Serbian President Aleksandar Vučić’s announcement in August that the upcoming EuroPride would be “banned” in Belgrade invited a surge in anti-LGBTIQ sentiment that local activists worry may have erased years of progress in the Balkan country.
September 17 was supposed to mark the first EuroPride held in the Balkans, a major milestone when pride marches in Belgrade and other Balkan capitals were repeatedly shut down or threatened with violence over the past twenty years. Serbian authorities did ultimately allow a gathering to take place, but failed to safeguard fundamental rights to free expression and assembly. And they may have turned back the clock on LGBTIQ equality simply by signaling a willingness to trade away fundamental rights for political gain.
“We just realized that regardless of all the work that we have done in the last ten years, just one word brought us back to rightwing oriented rallies, the church being so vocal [in opposition to]LGBTIQ+ community …, violence and fear, one word — ‘banned,’” said Jelena Vasiljević of Rainbow Ignite in a message to Outright. “Regardless of our constitutional rights, regardless of our families and friends, regardless of the laws, we are banned.”

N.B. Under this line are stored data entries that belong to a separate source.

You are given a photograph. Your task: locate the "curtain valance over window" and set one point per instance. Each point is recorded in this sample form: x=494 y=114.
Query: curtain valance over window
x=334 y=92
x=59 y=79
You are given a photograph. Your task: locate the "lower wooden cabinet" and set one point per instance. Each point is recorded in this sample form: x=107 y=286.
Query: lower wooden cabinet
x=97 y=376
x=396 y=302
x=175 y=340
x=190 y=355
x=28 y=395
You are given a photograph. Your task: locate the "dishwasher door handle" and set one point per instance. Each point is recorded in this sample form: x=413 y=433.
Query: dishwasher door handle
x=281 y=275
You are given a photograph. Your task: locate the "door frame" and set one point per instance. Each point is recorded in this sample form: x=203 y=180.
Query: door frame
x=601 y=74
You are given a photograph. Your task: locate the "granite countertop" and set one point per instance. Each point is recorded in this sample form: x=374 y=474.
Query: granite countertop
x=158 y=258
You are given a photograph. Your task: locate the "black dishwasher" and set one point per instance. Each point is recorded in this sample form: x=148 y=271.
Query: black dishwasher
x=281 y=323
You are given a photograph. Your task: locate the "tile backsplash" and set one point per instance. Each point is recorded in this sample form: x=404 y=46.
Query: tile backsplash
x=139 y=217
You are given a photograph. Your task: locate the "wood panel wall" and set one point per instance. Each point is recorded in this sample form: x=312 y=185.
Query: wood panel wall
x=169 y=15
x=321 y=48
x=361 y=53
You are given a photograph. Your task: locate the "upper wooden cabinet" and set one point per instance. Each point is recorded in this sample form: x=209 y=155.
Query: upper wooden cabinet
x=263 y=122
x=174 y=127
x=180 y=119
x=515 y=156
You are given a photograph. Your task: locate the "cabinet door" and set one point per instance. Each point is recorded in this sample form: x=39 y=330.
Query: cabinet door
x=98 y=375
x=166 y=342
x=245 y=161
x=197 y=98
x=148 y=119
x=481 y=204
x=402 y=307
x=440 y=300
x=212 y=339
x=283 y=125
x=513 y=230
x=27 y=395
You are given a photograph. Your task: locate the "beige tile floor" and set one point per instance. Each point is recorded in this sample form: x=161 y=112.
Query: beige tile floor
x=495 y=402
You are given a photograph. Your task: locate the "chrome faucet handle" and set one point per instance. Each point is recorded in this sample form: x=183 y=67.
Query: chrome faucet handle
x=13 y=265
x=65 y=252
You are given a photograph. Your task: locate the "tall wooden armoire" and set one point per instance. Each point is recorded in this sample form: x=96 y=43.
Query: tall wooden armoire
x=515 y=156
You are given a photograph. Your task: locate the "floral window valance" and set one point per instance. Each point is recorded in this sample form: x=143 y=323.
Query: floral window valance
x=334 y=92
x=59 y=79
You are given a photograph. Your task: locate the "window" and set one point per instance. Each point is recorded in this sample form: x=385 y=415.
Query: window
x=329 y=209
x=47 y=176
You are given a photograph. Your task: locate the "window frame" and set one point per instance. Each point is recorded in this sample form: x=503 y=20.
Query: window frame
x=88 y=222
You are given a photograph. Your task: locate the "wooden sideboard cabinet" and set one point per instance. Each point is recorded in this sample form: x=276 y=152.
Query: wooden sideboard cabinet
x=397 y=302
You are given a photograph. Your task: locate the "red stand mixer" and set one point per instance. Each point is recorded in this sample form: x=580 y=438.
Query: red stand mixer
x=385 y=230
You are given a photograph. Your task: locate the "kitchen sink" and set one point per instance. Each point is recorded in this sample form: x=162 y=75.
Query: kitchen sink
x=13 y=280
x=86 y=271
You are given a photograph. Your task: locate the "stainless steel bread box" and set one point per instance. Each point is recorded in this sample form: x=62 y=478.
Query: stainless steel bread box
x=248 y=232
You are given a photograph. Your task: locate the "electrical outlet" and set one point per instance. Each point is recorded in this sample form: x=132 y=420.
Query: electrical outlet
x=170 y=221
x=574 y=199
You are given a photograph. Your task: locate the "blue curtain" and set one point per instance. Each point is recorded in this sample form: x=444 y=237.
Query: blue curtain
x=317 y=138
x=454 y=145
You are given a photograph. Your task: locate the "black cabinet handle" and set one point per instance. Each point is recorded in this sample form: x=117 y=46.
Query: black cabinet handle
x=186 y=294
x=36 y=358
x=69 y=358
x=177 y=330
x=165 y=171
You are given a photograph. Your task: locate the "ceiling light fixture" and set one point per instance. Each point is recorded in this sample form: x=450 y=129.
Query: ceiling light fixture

The Serbian government played a dangerous game in the weeks leading up to EuroPride. After European leaders protested President Vučić’s decision to ban EuroPride, his hand-picked prime minister, Ana Brnabić, backpedaled, saying it was “more of a request” to LGBTIQ activists that they not walk. Brnabić, who is a lesbian, appeared at EuroPride 2022’s International Human Rights Conference on September 13, telling the audience, “I am pushing the boundaries by at least a meter, you do the same and things will be equal for everyone, stop criticizing. I have given myself no other right than what you have and that is not a lot of rights. I did not get married.”
That same day, the Interior Ministry reaffirmed that EuroPride was banned. It was only on the morning that the parade was due to take place that Brnabić announced a dramatically scaled-down event would be allowed.
The politicians said they wanted the march called off because of broader security concerns amidst tensions with Kosovo, which declared independence from Serbia in 2008 but is not recognized by Belgrade. But critics widely saw Vučić’s move as a cynical play for support on the far right.
Anti-LGBTIQ forces took advantage of the opening Vučić had given them. Anti-LGBTIQ protesters took to the streets. Religious and nationaist factions marched together a week before the planned EuroPride in a demonstration “for marriage and the family.” On the day of EuroPride itself, two far-right groups attempted to disrupt the gathering, reportedly resulting in 10 injured police officers and 64 arrests. LGBTIQ activists reported several other attacks occurred around the city surrounding EuroPride.
“There [were] a lot of attacks that happened. Which has not happened in a long time. This entire event unfortunately showed us that we are still rather marginalized and unwanted in our own country.” Maja Šenk of the Serbian organization Labris wrote in an email to Outright. “I think the state failed the LGBTI community. They created this atmosphere of fear and uncertainty.”
“We, the LGBTIQ+ community in Serbia will need time to recuperate from this,” said Rainbow Ignite’s Vasilijević. So much progress had been made in recent years that LGBTIQ activists believed they were close to passing a partnership law, and were talking about pushing for gender recognition legislation.
Everything seemed “great and we are managing somehow to function and live with the bright future ahead,” she said. “Fast-forward to the end of August 2022 and [it] all starts to crumble, one statement [from Vučić] made all the difference.”